Acta Crystallogr D Biol Crystallogr. 2004 Jul;60(Pt 7):1308-10. doi: 10.1107/S0907444904010996. Epub 2004 Jun 22.
Acylphosphatases catalyse the hydrolysis of the carboxyl phosphate bond in metabolites such as acetyl phosphate, 1,3-bisphosphoglycerate, succinoyl phosphate and carbamoyl phosphate. In this study, acylphosphatase (91 residues) from the hyperthermophilic archaeon Pyrococcus horikoshii has been cloned, overexpressed, purified and crystallized using the sitting-drop vapour-diffusion method using sodium formate as a precipitant at 289 K. The crystals belong to space group P3(2)21, with unit-cell parameters a = b = 85.65, c = 75.51 A. The asymmetric unit contains two molecules of acylphosphatase, with a corresponding crystal volume per protein weight of 3.9 A Da(-1) and a solvent content of 68.6%. A data set diffracting to 1.6 A resolution was collected from a single crystal at 100 K.

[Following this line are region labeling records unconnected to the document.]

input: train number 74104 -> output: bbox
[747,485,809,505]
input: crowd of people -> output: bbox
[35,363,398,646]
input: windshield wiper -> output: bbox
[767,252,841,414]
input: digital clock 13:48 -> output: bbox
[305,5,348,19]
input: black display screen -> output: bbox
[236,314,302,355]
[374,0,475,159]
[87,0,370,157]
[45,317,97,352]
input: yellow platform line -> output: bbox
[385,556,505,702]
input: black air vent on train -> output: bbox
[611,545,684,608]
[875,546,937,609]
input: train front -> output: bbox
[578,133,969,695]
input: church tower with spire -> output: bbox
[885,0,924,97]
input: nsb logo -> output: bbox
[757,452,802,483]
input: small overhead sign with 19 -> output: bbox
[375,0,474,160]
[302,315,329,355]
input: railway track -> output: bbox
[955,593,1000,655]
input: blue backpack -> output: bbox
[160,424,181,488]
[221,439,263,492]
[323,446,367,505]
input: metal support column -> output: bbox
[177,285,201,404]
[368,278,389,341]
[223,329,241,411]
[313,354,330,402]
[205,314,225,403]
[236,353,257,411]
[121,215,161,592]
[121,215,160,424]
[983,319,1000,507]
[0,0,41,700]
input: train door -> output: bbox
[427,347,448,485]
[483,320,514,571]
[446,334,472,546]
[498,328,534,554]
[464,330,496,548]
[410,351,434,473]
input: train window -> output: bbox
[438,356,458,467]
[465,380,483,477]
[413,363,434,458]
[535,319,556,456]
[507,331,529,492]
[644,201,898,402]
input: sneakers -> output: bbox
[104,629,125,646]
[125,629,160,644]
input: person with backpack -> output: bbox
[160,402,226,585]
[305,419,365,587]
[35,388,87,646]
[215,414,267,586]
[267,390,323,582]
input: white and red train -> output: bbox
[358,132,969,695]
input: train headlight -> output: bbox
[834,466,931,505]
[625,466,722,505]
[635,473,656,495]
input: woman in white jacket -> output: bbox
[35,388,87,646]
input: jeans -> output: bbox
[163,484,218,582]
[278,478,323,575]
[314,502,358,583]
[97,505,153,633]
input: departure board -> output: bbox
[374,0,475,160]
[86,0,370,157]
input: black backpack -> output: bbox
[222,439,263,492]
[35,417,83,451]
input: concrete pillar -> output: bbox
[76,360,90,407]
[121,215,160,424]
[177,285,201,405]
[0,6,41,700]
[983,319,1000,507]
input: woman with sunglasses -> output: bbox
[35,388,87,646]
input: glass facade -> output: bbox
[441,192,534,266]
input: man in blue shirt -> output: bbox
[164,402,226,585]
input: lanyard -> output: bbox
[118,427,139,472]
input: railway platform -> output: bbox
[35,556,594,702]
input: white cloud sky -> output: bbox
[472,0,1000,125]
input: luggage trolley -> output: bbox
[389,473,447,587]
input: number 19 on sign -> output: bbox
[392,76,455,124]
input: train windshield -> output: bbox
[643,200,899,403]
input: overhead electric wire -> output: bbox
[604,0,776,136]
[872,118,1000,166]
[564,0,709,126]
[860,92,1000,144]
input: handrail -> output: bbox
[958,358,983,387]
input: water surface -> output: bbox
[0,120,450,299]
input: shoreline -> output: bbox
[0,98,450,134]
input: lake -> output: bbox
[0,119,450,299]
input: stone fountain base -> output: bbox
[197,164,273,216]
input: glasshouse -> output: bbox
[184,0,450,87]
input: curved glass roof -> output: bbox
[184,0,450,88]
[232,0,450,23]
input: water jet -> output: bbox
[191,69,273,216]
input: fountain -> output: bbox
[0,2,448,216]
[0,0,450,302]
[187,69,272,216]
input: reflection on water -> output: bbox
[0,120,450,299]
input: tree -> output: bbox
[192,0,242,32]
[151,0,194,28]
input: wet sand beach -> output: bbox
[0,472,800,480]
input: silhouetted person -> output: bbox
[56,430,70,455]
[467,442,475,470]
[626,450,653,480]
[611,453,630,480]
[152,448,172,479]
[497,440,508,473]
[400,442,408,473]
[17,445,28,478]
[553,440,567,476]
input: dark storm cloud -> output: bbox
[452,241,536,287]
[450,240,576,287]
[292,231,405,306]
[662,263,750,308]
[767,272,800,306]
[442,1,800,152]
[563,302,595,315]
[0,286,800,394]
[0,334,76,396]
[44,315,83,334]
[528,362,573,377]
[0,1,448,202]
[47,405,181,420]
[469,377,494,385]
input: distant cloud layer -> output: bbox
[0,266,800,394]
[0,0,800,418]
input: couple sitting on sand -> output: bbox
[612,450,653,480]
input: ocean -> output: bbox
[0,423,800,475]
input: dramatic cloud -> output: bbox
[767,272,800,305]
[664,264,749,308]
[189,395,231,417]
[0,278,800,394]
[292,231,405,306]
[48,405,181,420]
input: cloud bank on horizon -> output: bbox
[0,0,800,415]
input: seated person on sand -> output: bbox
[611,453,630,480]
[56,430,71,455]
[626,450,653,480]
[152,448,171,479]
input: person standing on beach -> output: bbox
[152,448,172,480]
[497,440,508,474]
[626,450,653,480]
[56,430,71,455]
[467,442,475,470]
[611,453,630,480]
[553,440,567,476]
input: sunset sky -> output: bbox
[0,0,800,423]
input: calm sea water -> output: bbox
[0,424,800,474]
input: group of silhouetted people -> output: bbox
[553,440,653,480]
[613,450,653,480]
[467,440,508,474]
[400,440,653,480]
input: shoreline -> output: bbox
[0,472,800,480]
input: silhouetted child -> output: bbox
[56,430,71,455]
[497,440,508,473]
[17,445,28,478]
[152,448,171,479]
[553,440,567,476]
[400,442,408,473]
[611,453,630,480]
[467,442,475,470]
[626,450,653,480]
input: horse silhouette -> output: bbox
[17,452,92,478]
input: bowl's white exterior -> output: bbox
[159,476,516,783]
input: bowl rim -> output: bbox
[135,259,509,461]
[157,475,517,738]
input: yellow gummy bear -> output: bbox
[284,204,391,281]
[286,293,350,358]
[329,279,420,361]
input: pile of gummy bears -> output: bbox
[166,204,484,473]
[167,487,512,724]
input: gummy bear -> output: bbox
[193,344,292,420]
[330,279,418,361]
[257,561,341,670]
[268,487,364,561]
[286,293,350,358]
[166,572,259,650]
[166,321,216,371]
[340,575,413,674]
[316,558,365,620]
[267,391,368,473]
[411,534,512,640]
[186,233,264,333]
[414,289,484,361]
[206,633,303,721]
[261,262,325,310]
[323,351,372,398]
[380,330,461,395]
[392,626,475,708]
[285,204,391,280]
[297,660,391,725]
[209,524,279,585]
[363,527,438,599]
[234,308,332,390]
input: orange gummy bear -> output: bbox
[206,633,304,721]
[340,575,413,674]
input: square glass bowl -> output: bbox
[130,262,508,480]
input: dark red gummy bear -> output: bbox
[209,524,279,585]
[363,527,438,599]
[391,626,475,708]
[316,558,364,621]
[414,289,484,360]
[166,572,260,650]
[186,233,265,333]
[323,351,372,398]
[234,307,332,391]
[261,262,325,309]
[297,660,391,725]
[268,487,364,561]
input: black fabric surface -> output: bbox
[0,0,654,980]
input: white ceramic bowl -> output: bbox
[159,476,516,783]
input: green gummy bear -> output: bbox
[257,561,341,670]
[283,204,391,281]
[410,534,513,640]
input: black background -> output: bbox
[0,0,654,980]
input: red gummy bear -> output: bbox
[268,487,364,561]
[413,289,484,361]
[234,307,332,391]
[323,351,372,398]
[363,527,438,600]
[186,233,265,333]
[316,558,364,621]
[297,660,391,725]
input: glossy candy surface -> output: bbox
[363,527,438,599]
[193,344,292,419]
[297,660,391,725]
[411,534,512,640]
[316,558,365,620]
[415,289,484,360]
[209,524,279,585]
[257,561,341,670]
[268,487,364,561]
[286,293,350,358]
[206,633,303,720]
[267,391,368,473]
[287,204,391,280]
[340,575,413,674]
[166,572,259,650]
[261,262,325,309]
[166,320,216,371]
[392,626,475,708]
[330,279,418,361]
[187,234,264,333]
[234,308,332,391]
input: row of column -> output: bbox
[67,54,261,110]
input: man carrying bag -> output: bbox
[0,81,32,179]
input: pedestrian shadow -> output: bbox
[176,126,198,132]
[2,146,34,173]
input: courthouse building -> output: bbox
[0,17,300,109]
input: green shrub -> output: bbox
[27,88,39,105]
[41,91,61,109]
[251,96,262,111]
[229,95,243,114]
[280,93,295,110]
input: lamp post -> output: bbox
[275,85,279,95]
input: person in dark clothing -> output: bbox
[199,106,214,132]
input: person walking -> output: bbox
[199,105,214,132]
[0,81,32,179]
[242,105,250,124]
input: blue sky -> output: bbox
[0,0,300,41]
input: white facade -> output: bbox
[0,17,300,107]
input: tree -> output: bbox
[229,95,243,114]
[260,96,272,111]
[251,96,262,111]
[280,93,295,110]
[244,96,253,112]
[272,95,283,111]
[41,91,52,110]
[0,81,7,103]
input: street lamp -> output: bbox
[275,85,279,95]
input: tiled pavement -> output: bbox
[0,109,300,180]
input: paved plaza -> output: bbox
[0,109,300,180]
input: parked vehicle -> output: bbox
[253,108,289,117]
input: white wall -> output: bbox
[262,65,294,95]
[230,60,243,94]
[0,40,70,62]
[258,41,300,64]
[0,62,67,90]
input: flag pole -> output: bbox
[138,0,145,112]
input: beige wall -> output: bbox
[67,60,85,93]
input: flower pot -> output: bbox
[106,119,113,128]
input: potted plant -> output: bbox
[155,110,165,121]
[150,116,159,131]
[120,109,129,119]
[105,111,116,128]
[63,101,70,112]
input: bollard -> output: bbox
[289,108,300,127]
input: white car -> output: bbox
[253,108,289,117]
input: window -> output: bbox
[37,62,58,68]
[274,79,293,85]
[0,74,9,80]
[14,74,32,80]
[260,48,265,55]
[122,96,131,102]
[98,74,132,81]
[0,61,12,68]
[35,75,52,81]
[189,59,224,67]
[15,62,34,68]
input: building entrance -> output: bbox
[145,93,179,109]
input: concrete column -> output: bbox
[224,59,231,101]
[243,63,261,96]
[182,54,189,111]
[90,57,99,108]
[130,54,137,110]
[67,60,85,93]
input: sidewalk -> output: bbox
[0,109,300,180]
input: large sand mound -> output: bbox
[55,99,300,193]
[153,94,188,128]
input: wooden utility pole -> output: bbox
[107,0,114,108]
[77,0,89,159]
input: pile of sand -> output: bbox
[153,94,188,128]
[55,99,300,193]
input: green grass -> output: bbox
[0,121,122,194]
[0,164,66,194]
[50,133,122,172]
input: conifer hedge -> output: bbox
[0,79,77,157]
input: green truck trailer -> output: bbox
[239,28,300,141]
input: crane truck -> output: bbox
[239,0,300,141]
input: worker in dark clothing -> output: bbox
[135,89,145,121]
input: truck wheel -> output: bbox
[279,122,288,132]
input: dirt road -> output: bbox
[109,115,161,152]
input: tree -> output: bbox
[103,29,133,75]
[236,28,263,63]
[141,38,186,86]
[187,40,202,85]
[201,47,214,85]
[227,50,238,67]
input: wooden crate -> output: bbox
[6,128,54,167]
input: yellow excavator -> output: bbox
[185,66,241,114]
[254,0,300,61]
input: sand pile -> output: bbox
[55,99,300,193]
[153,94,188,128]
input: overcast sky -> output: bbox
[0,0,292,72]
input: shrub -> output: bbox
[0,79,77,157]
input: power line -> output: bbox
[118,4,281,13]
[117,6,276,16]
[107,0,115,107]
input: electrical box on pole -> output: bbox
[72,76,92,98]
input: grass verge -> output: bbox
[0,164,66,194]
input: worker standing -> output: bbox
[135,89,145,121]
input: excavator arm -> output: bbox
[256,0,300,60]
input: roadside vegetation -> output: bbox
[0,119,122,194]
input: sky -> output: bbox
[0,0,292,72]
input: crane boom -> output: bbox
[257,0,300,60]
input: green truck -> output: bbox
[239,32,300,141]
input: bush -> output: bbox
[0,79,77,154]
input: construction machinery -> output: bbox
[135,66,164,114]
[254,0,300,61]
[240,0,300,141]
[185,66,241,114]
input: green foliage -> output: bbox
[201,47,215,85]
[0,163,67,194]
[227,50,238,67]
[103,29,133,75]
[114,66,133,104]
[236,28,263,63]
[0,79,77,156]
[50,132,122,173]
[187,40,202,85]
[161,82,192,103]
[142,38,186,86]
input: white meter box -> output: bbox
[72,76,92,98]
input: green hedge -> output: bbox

酰基磷酸酶催化诸如乙酰磷酸、1,3 - 二磷酸甘油酸、琥珀酰磷酸和氨甲酰磷酸等代谢物中羧基磷酸键的水解。在本研究中,嗜热古菌火之神栖热袍菌(Pyrococcus horikoshii)的酰基磷酸酶(91个残基)已被克隆、过量表达、纯化,并采用坐滴气相扩散法,以甲酸钠作为沉淀剂,在289 K下进行结晶。晶体属于空间群P3(2)21,晶胞参数a = b = 85.65,c = 75.51 Å。不对称单元包含两个酰基磷酸酶分子,每蛋白质重量对应的晶体体积为3.9 Å Da⁻¹,溶剂含量为68.6%。在100 K下从单晶收集到了分辨率为1.6 Å的数据集。